The 70-denier floor let testers forgo a groundcloth, and extra-fat, 12mm poles (9mm to 11mm is typical for three-season shelters) stand up to howling winds.
$649; 8 lbs. 8 oz. Buy Exped Gemini IV Now
Mountain Hardwear Trango 4
Everest basecamp always serves up a buffet of wind, sleet, and snow, and the Trango 4’s five-pole design handled it all and came back for seconds. Testers praised the stability and security they felt while inside. “It’s tough, durable, and bombproof,” said our tester, a guide with Satori Adventures and Expeditions.
The 65-square-foot floor offers plenty of space, even serving as a community tent for a team of eight. “There was enough room to sit up inside the tent and change clothes,” our man said.
Open the large roof vent, and condensation is a non-issue—even when four bodies fill the tent.
Our testers’ favorite feature: two big vestibules. The front, 24-square-foot one stored two large duffles and two medium backpacks, while still allowing space to come and go. The rear, 8.8-square-foot vestibule is plenty big to serve as a bad-weather kitchen.
It’s intuitive, but it takes time to open and close the gated pole clips. Cold-weather bonus: You can do it in mittens.
$800; 11 lbs. 15 oz.; Buy Mountain Hardwear Trango 4 Now
The North Face Talus 4
This freestanding shelter fits a whole family—on a family budget.
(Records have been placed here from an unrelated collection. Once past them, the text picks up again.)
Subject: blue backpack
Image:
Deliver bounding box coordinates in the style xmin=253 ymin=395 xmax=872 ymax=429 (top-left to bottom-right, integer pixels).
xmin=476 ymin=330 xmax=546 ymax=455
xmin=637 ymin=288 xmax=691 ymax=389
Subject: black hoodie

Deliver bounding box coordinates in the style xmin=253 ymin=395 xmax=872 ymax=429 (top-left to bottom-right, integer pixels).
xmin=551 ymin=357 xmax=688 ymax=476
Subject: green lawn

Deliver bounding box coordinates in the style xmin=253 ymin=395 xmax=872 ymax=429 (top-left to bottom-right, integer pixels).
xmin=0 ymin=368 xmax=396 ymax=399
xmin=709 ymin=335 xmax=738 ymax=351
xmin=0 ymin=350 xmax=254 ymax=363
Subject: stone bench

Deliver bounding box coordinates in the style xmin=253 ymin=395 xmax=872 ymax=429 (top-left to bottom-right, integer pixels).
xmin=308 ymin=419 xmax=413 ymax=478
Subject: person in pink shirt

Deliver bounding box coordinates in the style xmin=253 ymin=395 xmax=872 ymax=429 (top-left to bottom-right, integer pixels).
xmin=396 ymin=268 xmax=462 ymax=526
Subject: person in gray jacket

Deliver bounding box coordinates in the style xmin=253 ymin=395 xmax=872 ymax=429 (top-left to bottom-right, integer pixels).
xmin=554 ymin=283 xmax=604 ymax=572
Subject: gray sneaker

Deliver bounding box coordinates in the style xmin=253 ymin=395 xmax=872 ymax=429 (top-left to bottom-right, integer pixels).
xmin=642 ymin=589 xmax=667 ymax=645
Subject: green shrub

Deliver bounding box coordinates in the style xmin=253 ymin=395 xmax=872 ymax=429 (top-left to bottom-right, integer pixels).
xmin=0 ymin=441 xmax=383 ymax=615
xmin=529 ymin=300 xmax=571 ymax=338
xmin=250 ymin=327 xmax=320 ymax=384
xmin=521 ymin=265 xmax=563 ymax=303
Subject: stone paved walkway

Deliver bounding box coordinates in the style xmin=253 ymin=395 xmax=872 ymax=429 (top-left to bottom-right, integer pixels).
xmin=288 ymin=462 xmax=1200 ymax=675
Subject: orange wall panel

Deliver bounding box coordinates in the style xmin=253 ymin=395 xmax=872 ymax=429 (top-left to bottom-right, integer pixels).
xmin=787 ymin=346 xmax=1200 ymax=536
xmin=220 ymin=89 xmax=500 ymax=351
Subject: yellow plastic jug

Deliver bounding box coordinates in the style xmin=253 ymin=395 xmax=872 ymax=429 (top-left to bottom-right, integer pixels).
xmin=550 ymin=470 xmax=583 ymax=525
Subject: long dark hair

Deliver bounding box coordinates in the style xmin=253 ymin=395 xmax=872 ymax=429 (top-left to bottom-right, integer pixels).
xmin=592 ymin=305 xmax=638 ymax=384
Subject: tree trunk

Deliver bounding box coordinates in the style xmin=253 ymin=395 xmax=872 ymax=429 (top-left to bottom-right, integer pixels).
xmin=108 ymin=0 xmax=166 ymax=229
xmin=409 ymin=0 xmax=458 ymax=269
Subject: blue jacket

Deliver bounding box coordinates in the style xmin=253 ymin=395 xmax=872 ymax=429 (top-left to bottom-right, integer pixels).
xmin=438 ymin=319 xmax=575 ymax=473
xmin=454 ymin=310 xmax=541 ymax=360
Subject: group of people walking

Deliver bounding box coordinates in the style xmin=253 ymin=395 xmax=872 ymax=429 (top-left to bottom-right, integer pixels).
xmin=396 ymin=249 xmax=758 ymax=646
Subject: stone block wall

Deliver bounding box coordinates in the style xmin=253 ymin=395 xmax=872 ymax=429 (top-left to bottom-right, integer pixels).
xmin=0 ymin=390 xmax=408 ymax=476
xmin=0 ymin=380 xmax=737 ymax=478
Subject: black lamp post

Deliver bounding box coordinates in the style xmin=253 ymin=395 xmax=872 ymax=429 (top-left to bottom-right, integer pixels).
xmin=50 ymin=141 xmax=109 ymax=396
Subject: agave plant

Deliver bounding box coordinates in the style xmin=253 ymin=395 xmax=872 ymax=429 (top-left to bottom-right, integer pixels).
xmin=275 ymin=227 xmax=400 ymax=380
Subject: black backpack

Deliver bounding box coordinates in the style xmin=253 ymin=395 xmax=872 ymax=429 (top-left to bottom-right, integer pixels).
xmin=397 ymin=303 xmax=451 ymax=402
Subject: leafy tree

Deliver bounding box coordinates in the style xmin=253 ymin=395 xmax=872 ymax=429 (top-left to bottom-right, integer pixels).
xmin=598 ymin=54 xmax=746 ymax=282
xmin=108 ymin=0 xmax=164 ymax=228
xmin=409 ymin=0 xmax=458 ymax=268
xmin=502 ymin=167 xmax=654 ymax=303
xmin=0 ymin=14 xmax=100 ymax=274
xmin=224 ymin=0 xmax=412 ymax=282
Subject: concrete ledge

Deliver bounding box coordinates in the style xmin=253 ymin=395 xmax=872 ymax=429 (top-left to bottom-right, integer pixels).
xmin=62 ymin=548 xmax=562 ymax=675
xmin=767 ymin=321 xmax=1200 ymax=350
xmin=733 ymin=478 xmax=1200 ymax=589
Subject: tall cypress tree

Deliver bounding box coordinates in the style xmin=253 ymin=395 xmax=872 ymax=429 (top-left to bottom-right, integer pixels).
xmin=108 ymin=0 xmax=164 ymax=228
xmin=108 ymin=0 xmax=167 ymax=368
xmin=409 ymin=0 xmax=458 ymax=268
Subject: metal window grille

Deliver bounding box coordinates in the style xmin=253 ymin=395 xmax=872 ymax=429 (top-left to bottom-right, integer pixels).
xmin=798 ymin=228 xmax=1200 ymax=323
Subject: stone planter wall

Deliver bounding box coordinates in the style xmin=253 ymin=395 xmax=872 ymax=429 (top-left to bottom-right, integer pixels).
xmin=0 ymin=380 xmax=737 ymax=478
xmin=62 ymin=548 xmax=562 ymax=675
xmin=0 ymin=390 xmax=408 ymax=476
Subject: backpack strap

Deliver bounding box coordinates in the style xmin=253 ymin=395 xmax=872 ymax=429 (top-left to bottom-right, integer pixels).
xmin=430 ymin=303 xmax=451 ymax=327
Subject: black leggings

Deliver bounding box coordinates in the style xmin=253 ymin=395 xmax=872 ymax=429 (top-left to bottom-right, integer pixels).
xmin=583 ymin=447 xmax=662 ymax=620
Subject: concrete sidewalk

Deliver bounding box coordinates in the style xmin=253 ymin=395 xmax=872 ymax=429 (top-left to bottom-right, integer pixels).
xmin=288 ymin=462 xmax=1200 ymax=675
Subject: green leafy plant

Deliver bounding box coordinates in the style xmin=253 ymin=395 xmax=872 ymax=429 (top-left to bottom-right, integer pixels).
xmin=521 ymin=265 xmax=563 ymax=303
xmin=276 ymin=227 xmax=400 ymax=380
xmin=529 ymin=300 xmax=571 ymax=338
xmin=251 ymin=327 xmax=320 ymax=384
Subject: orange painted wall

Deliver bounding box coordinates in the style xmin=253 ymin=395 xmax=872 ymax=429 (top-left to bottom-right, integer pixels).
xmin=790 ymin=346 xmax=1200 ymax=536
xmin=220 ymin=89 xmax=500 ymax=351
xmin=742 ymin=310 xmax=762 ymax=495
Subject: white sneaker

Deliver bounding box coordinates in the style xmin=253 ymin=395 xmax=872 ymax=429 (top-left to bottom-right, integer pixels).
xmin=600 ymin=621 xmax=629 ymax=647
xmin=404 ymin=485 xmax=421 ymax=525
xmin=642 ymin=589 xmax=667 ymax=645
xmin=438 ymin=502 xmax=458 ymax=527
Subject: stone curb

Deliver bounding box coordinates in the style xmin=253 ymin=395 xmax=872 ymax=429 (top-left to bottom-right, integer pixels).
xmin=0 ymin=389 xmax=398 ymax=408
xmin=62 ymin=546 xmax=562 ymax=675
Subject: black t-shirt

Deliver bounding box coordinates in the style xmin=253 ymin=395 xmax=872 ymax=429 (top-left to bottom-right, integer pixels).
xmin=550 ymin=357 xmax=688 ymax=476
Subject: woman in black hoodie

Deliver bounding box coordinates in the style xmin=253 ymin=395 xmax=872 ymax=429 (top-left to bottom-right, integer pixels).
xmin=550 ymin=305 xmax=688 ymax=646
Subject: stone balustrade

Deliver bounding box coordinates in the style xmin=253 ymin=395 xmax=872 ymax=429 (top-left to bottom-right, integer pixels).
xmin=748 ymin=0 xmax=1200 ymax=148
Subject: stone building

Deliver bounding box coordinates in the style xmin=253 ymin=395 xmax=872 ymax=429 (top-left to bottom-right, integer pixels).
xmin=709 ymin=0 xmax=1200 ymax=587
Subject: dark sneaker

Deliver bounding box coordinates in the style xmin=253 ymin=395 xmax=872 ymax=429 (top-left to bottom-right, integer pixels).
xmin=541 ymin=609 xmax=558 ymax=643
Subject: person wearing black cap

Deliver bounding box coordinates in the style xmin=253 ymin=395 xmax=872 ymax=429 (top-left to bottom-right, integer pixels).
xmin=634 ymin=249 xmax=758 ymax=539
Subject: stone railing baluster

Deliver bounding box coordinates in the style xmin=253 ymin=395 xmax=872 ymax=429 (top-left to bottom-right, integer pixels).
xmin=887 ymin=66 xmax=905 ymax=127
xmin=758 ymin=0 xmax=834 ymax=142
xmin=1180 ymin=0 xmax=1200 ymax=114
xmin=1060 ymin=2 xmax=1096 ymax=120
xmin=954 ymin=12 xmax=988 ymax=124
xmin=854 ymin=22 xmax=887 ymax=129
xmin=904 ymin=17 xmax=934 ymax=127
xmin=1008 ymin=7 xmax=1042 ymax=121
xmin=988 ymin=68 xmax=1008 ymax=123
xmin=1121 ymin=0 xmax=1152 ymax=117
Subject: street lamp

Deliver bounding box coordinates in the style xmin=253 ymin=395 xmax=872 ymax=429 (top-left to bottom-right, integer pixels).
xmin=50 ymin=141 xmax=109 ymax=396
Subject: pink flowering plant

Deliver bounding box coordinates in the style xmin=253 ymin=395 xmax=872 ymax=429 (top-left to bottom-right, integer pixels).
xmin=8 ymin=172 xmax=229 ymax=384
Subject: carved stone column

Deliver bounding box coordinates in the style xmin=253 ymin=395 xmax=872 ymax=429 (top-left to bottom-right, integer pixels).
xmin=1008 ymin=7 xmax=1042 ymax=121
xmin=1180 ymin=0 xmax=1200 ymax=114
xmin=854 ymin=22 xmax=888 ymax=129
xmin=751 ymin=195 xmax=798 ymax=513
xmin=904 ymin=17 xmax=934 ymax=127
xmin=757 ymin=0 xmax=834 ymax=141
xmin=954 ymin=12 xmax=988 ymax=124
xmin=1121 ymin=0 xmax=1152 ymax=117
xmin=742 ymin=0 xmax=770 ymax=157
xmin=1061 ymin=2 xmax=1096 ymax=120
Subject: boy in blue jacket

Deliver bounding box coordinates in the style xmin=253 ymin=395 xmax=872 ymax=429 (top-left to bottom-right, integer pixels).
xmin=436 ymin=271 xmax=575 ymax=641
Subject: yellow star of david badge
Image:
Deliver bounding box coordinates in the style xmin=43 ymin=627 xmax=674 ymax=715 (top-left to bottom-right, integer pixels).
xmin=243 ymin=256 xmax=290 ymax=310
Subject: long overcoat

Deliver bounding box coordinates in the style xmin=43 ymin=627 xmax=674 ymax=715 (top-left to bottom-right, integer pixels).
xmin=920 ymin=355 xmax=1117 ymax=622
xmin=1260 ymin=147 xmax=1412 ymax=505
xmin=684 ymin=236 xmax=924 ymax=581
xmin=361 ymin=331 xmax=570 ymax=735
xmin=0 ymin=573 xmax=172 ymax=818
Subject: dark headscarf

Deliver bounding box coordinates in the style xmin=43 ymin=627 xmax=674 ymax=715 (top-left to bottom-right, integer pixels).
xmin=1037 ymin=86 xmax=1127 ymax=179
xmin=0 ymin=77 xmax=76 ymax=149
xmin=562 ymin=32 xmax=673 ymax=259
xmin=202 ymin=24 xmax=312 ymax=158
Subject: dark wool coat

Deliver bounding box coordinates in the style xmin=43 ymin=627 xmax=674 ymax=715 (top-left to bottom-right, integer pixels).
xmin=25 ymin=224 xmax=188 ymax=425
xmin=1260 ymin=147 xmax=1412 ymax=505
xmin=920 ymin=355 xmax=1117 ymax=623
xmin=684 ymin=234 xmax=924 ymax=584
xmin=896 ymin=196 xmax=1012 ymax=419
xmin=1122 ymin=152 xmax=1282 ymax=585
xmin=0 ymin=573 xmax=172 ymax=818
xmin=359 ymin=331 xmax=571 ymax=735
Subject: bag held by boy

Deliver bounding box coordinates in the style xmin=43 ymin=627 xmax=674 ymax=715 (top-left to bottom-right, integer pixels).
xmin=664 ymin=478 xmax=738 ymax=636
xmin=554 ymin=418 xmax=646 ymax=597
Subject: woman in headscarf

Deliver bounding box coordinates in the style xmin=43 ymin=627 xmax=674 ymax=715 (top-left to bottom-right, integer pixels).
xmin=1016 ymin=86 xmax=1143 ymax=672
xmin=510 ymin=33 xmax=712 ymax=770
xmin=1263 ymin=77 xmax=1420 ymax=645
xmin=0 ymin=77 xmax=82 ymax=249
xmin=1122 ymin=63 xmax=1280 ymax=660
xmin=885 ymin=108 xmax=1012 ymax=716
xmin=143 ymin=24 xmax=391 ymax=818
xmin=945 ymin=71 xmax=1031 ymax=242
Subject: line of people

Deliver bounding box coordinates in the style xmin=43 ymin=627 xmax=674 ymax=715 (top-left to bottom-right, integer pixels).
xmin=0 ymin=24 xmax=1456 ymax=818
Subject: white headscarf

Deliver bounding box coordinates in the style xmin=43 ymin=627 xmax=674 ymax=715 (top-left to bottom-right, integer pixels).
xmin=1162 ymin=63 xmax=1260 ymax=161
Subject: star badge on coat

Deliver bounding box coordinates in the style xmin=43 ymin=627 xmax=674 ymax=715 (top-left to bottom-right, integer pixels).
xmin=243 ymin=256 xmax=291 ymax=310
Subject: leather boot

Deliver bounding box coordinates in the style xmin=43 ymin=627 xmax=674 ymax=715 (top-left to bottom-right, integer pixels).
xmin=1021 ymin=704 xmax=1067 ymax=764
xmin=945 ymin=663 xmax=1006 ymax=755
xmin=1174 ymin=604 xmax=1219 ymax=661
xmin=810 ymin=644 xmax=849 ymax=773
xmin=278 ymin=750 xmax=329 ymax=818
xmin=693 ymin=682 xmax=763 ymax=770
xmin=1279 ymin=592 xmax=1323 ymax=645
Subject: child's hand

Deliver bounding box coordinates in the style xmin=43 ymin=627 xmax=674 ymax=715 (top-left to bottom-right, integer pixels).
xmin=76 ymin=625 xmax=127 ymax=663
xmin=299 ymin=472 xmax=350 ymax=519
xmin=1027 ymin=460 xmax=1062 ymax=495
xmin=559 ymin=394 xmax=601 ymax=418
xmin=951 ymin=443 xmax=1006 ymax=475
But space is best for parents with young kids, not teens.
The Talus repelled steady showers in Alaska’s Chugach Range, and a protective drip line kept rain from sneaking in the door during exits. Minimal staking achieves a taut pitch that shimmied but held fast in gusts topping 40 mph.
Headroom and the 50-square-foot floor are adequate for two adults and two small kids. Two doors make exits easy, but the 9-square-foot vestibules store little more than boots and jackets (packs placed there blocked doors).
“Airflow is incredible,” reports a tester who experienced no condensation in humid, 30°F weather. Credit two vestibules vents and ample space between the fly and canopy.
The rugged, 70-denier nylon floor is durable enough for careless kids, dogs, and abrasive rocks. And the 75-denier polyester fly is also tougher than average (and helps keep cost down).
Setup is so straightforward—thanks to three individual poles that are easily intuited—that a 10-year-old won’t need adult help.